とても現実とは思えない。こういう状況は、ミコと出会ったあの日以来で、ただ決定的に違うのは、目の前で人が死んだことだ。
僕と関わる人が、死んだ——
改めてその事実を認識して、仰向けになった僕は鳩尾あたりに鉛の塊でも圧し掛かっているような息苦しさを感じる。
「うっ…はぁっ、はぁっ…」
体を横して、僕は空気を荒く吸った。息苦しかったのは気のせいじゃなかった。無意識に、呼吸する力が弱くなっていたらしい。
上沢は死んだ。でも同じ場所にいた僕はこうして、呼吸ができなくなって苦しんでいる。
でも僕は生きているわけじゃない。ただ、死ななかっただけ…それでも僕はここにいる。
どうして僕、なのだろう。
呼吸が落ち着いてきた後、無気力な思考の歯車を回し始める。
ミコは容赦のない性格だ。目的を果たすためなら、目の前の人の死にさえ表情を変えないような、鉄壁の意志。それを徹底して貫いている。
そんな彼女が、僕——いや式島奏多という人間は、わざわざ屍人として蘇らせた。本人は都合の良い小間使いにでもするみたいな言い方をしていたが、これまでのミコを見ていると、そんな必要もないように思える。
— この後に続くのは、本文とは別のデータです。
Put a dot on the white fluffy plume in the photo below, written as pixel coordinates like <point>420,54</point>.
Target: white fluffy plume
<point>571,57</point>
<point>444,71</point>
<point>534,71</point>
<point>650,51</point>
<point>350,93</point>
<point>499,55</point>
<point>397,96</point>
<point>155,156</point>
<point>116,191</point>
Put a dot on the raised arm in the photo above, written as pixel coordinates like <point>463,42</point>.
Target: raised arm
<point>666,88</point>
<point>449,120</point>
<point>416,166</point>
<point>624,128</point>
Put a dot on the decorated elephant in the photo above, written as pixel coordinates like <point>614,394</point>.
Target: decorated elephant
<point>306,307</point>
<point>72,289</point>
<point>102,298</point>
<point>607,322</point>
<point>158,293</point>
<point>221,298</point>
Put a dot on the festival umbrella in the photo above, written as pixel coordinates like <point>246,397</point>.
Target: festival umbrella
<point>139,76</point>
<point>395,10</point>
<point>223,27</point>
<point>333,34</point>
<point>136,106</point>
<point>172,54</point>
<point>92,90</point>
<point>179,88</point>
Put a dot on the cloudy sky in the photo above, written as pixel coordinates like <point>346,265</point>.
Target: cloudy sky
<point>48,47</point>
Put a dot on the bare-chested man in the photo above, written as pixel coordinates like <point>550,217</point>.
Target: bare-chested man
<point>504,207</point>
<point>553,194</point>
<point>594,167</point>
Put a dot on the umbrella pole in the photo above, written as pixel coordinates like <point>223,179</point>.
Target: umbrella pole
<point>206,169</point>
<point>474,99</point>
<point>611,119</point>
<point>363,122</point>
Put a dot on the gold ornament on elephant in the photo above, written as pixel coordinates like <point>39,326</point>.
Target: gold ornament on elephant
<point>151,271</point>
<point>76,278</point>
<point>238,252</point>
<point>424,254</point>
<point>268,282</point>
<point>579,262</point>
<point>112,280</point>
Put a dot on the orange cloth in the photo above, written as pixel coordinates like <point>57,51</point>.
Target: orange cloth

「どうでもいいか…そんなこと。考えたって、あいつの心の中なんて、分かる訳がない」
僕は自分の思考が直面している現状から逃げていることを自覚しながら、独言る。
とはいえもう言い訳も、懺悔も思い浮かばない。答えのない感情の中で、何度も脳裏に浮かぶのは、上沢が工藤に刺され、倒れ、その後黒い男によってバラバラにされる瞬間。それだけがずっとループしている。
五感が埋もれていくような感覚。その途中で、不意に聴こえてきた扉のノック音に我に帰った。
「兄ぃ〜? どったの、ご飯も食べずに」
「…ごめん。今日は食欲ないというか、ちょっとしんどくて。このまま寝るよ」
「何か食べなよ。気分が悪いなら、お粥とか…お母さんに言ってこようか?」
僕は腕に埋もれさせていた顔を少し出して、妹のトワの方を見る。扉にもたれかかっているが、僕のことを心配そうに見つめている。実に出来た妹である。
そんな妹の気持ちを汲んで、僕は自分の腹具合を確かめる。思えば、ずっとミコや上沢のことで思考が埋め尽くされていたから、別のことに意識を向けるのは久しぶりな感じがした。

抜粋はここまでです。